Reference [7] has discussed evaluating DC and AC stray corrosion phenomena on steel fibers and analyzing the main influencing parameters. Electrochemical instrumental methods, including Tofel polarization, CP, and electrochemical impedance spectroscopy (EIS), were used to evaluate the corrosion resistance of steel fibers, which have great potential to replace conventional steel reinforcements in construction. Reference [8] also creates a mathematical model of stray current distribution. References [[9], [10], [11], [12], [13]] have also done life estimation on railways. Reference [14] has investigated the functional life of pipeline using a general condition index and neural networks.

Reference [15] has introduced a new method called the self-evaluation decision-making algorithm (SEDMA) for prioritizing repairing and maintaining apparatus, including circuit breakers. In Ref. [16], By using normal probability distribution and condition monitoring of the equipment, it has been determined the failure and as a result scheduling the maintenance of the equipment.

Reference [17] has investigated the effect of pipes on the performance of the natural gas transmission network. Based on this, the performance of three groups of pipes, including new, 10 and 20-year-old pipes, has been evaluated and compared with each other.

Reference [18] has predicted the failure of oil and gas pipes using machine learning approach and reviewed the work of others in this field. In Ref. [19], Failure pressure estimation in oil and gas pipes has been done using a finite element study.

In reference [20], assessment of aging and maintenance of water-supply infrastructure has been done. Reference [21] has also evaluated the health of urban water-supply using the Bayesian method and triangular fuzzy number optimization.

Machine learning and artificial intelligence play pivotal roles across a spectrum of disciplines, revolutionizing industries and research endeavors. In healthcare, they aid in early disease diagnosis and drug discovery. Finance benefits from risk assessment and fraud detection algorithms, while autonomous vehicles leverage these technologies for real-time decision-making. Natural language processing enhances communication, and image recognition transforms various sectors, from e-commerce to manufacturing [[22], [23], [24]]. AI's influence extends to personalized education platforms and cybersecurity measures. With applications in climate prediction, these technologies contribute significantly to environmental sciences.
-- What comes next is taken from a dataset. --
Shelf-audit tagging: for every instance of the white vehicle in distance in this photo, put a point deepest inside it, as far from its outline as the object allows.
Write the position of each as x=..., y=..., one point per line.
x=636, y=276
Overall, machine learning and artificial intelligence have become indispensable tools, driving innovation, efficiency, and breakthroughs in diverse domains [[25], [26], [27]].
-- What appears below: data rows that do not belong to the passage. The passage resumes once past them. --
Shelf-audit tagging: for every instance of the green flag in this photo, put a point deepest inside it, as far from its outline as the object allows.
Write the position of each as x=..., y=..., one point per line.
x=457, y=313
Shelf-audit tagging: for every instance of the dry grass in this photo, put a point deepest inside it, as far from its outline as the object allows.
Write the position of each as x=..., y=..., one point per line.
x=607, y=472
Therefore, failure prediction and health monitoring of gas pipelines, in addition to maintaining the security of the gas network, will lead to a reduction in the costs of the gas transmission network. So, the main goal of this article is to present a model for estimating the RUL of gas pipelines under cathodic protection in operational conditions, which is considered a suitable tool for operation management.
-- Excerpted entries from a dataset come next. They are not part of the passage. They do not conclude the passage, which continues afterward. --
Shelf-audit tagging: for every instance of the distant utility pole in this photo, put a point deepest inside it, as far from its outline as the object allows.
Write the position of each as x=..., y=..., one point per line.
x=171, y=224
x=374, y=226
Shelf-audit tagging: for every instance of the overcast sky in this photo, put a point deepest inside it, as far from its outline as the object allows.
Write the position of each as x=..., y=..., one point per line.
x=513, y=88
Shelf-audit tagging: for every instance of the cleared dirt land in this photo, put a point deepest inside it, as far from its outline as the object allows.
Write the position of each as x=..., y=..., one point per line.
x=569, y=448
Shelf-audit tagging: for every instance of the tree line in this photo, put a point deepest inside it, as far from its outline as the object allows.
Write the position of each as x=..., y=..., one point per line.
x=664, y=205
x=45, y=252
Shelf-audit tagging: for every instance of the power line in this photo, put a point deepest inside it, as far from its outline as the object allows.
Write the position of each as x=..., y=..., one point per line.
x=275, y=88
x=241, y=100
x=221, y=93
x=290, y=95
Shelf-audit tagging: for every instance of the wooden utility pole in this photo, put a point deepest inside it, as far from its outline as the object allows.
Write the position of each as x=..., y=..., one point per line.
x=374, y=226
Now, the way to detect the failure of gas pipelines as well as the functional age of these pipelines in the gas transmission network should be correctly recognized so that their maintenance scheduling can be properly adjusted. Therefore, in the second part of this article, the information required to check the cathodic protection of the apparatus is examined. The third part will introduce the conditions’ assessment methods, including the failure rate method based on normal probability distribution and neural network. Next, a case study conducted on an actual sample is given in the fourth section. In the end, the conclusion of this article is presented.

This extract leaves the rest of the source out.